China #1

¿Cómo será el mundo con el Gigante en la cima?

(Columna del economista Ramuiro Albrieu, profesor de la UBA e investigador del CEDES)

El ya mítico tour de Deng Xiaoping al sur de China para “difundir la palabra de la reforma” en 1992 dio inicio a una etapa de aceleración del crecimiento del país asiático sólo comparable con el ascenso de Estados Unidos en la segunda mitad del Siglo XX o Europa occidental en el Siglo XVII y XVIII. Las recientes estimaciones del International Comparison Program del Banco Mundial colocan al PIB total de China por encima del PIB de Estados Unidos, lo que implicaría el primer cambio de guardia en la economía global desde 1872 (cuando la economía norteamericana sobrepasó al Reino Unido). A pesar de algunas voces que opinan lo contrario, hay consenso sobre la permanencia de esta tendencia con la reforma en curso en China (el rebalanceo), de manera que podemos decir que estamos frente a una nueva normalidad para la globalización.

¿Qué nos deparará un mundo guiado por China?

Ante otro escenario

Las modificaciones en la dinámica del PIB mundial que mencionamos más arriba representan sólo un signo de la creciente importancia de China en la economía global. Al concentrarnos en las relaciones entre los países, vemos que los indicadores de comercio internacional muestran un cambio estructural aún más profundo. Las exportaciones de China aumentaron de manera espectacular desde la adhesión a la OMC en 2001, y pueden crecer aún más con la obtención de la condición de “economía de mercado” en 2016. China es ahora el mayor exportador del mundo y el segundo importador, sólo superado por Estados Unidos. Su centralidad en el comercio internacional es indiscutible, desplazando ya a Estados Unidos y Alemania como el principal socio comercial de más de la mitad de los países del mundo.

En las finanzas globales, los cambios también están ocurriendo rápidamente.

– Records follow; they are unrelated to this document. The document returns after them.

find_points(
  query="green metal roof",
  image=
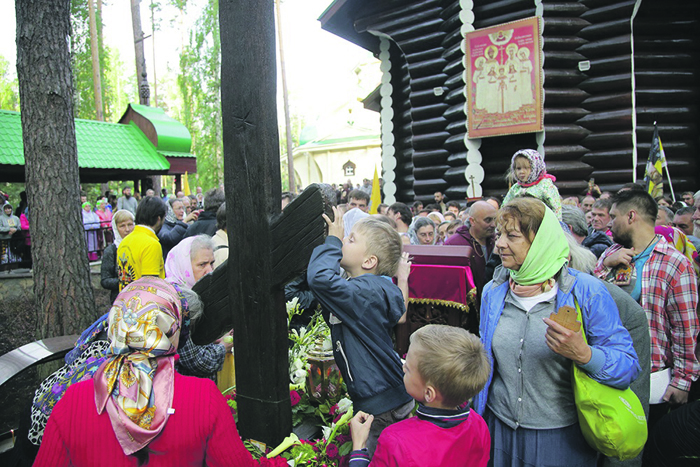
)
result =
(173, 136)
(101, 145)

De hecho, en el top-4 de acreedores internacionales (tomando la medida activos internacionales menos pasivos internacionales) se encuentra China, junto con Alemania, Japón y Arabia Saudita. El creciente papel de China como “financista global” durante los últimos diez años hace que el país asiático se haya convertido en un actor clave en las finanzas internacionales, muchas veces actuando a contramano de las instituciones globales como el FMI o el Banco Mundial. Incluso con la reciente tendencia a la apreciación del renminbi, los activos externos netos de China superaron en 2011 a los de Alemania y los de los países ricos en petróleo como Arabia Saudita. Tomando Japón y China como a un todo, es evidente que una de las características de la economía mundial poscrisis será la pax asiática, es decir, el surgimiento de Asia como la principal fuente de financiamiento para el resto del mundo.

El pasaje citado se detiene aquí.